Although the EURO4M is an improvement on the global datasets in terms of accuracy, doubts still remain that reanalyses contain spurious trends and variability arising from changes in observation types, inhomogeneous network coverage and different observational practice and biases. We have adopted a number of approaches to answer this question: intercomparing the reanalyses, looking for regional differences; comparison with a homogenised 43 year UK gridded climatology; comparison against wind observations from long term surface stations and research masts.

Problems of changes in exposure, instrument or location of some meteorological stations makes clear identification of trends and variability difficult or impossible at some sites. Excluding these we show that generally reanalyses have overstrong wind speeds over land and appreciable differences in mean annual winds which strongly influence percentage changes in mean annual wind variations with large disagreement between reanalyses. Observations also have large differences in percentage variation because of wide variation in the mean speed at sites. Standard deviation is a better indicator of variability and is more coherent and closely related to the larger-scale changes in atmospheric circulation on which the reanalyses agree more closely.

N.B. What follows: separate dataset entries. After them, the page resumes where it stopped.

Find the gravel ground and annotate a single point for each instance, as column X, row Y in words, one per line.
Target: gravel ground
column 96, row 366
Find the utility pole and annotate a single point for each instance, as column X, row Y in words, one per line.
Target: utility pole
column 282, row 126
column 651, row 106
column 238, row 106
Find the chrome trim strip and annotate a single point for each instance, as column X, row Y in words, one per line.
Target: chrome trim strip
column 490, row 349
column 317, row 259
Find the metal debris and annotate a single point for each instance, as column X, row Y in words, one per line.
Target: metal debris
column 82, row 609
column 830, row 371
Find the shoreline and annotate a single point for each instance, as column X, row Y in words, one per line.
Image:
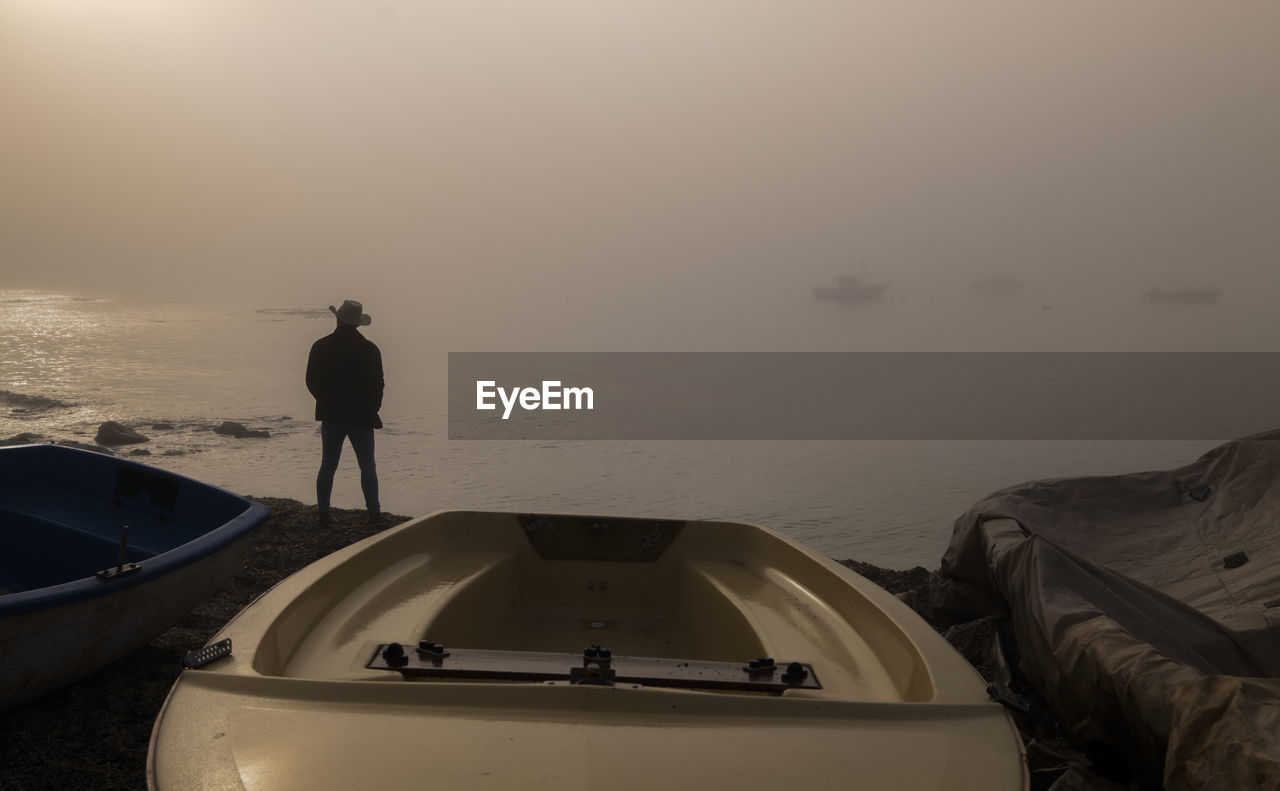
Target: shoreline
column 95, row 734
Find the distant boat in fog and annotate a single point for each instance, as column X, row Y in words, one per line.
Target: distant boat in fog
column 997, row 284
column 1183, row 296
column 849, row 289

We have evaluated the quality of reanalyses for use in resource assessment with particular emphasis on how well they capture observed wind variations and trends. The study has revealed pitfalls in some approaches to analysis and the difficulties in validation caused by changes in exposure and instrumentation at observing sites over long periods. We highlight where reanalyses and observations are in better agreement and also where there is a much higher level of uncertainty.

Learning objectives
Delegates will learn which reanalyses are best suited to resource assessment over the UK and Europe,and what aspects of wind trends and variation are most reliable and supported by observations.